A Wizard’s Guide to Defensive Baking by T. Kingfisher
In the acknowledgments, the author reports that this story of fourteen-year-old apprentice baker and wizard, Mona, was repeatedly rejected for being too dark for a children’s book. So, it eventually got published under the name T. Kingfisher, which is the name Ursula Vernon uses for her books for grown-ups. I think the story would be delightful for any age. The only thing Mona does which might cause any consternation in a young adult is continually reminding the reader that she is “only fourteen.”

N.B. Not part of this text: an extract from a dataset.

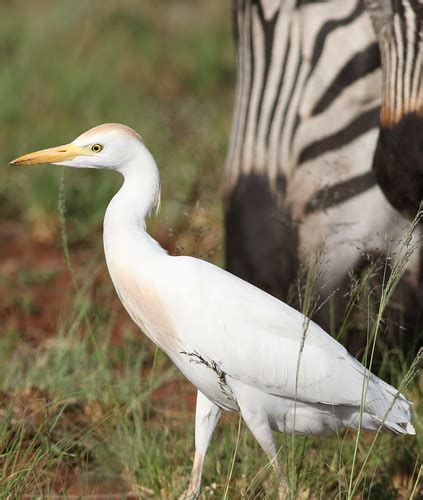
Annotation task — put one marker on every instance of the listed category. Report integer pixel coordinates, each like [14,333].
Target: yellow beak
[51,155]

The story does start with a dead body in Mona’s aunt’s bakery, though. Perhaps this would be more upsetting if it weren’t described with Kingfisher’s usual breezy humor; a first-person voice who notices that the blood is “definitely not raspberry filling” and that the murdered person’s socks sadly don’t match. Mona continues in the same unruffled, practical voice even when confronted with corrupt Inquisitors and armies of Carex mercenaries at her city’s gates.
According to Mona, she is not much of a wizard. Her magic lies only in making the best sourdough in the city and briefly animating dancing gingerbread men. She keeps her possibly sentient sourdough starter (named Bob) in the basement at the bakery. But the impressive wizards who are supposed to defend the city are called away, and the people whose magic is deemed inconsequential must step up. Mona’s cleverness and courage and, of course, magical talent for making bread, have to be enough.